L’approccio sistemico tende asintoticamente all’infinito. Il timore non sta più nella potenza in sé, ma nella diversità di proposta politica e valoriale di chi la detiene. La sola esistenza di alterità politico-culturali ci mette oramai a disagio, pur se distanti migliaia di chilometri, incapaci di offendere, o disinteressate a farlo se non provocate. È la logica dello scontro di civiltà, oggi manuale dell’(anti)politica estera distribuito su scala mondiale ai leader del pianeta. Quanto poi queste narrazioni siano solo strumenti propagandistici per tenere coperti diversi e più concreti moventi è quesito lasciato alla facoltà del lettore. Ciò che conta rilevare è l’importanza di quanto, magari nato al basso rango di strumento, può comunque poi elevarsi a struttura. Si veda il Mikhail più sopra.

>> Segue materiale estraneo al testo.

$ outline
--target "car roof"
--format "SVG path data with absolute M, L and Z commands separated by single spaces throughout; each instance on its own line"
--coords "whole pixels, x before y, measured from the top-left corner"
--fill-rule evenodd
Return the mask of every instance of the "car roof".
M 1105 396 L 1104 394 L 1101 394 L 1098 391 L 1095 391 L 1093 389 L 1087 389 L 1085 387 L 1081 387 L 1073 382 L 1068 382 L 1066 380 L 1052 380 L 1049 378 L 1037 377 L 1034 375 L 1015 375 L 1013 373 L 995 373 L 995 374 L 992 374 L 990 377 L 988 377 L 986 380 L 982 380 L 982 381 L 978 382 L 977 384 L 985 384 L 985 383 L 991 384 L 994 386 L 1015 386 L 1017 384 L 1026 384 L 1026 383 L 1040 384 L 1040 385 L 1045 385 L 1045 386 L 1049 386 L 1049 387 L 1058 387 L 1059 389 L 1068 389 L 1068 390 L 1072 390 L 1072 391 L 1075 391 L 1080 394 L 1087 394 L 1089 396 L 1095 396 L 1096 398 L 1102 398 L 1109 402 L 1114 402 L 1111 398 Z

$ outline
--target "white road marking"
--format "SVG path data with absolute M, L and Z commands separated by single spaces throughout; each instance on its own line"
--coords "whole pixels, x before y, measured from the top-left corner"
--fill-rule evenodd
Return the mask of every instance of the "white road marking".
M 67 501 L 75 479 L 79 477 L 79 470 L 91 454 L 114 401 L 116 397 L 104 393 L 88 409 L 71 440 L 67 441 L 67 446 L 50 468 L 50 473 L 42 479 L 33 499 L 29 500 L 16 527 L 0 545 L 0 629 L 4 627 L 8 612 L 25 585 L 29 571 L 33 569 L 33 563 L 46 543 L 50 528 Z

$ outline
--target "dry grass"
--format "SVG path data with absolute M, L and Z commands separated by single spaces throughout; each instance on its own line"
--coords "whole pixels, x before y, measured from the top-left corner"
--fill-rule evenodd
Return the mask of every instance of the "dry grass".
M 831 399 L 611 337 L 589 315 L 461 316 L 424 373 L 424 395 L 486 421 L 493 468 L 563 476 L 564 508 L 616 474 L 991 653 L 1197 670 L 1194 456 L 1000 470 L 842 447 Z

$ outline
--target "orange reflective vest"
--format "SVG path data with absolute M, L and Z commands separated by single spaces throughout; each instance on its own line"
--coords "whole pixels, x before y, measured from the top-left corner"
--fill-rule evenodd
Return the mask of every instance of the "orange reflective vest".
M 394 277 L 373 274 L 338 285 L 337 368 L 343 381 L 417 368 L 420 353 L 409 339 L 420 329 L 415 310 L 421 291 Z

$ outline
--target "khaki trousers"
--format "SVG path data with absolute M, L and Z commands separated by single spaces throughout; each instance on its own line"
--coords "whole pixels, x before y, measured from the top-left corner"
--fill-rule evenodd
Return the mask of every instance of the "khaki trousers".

La NATO, in quanto strumento di implementazione di questa visione, ne diventa il tassello operativo centrale. Negli ultimi vent’anni, nonostante le lacune di un allargamento territoriale sempre più oneroso e militarmente scoperto, amplia il suo raggio d’azione a livello globale. Firma partnership con Paesi in tutto il pianeta, col loro portato di esercitazioni congiunte, addestramento e armonizzazione degli standard strategici e di equipaggiamento. Ma abbraccia anche ogni dominio della sicurezza, oggi che tutto entra nel dominio della sicurezza, dai movimenti di persone, agli approvvigionamenti agricoli ed energetici, fino al benessere, ça va sans dire, dal 1949 elencato fra gli obiettivi dell’Alleanza.
E dunque, se la NATO si occupa di coordinare le ricerche per contenere i flussi di migranti secondo l’accordo UE-Turchia, o porta soldati polacchi nel Pacifico a proteggere i choke-point delle rotte commerciali globali, è in ossequio a ciò che già settant’anni fa si dichiarava come missione di una comunità politica. Oggi la NATO, in barba alla sua chiacchieratissima crisi fiscale, si appresta a diventare il centro di coordinamento occidentale per lo screening sugli investimenti infrastrutturali cinesi verso l’Europa, si avvia a scrutinare il suo export tecnologico in vista di eventuali dipendenze in anelli fondamentali delle catene del valore globali, soppesa i principi liberali di apertura e libero commercio con le necessità strategiche. Oggi l’articolo 2 viene citato esplicitamente: l’organizzazione deve promuovere il benessere e la stabilità dei suoi membri.
La NATO non è solo un’alleanza militare, ma non lo è mai stata, e oggi diventa alleanza tecnologica, cura lo sviluppo e la prosperità economica dei suoi membri, si scopre agenzia di controllo delle loro frontiere.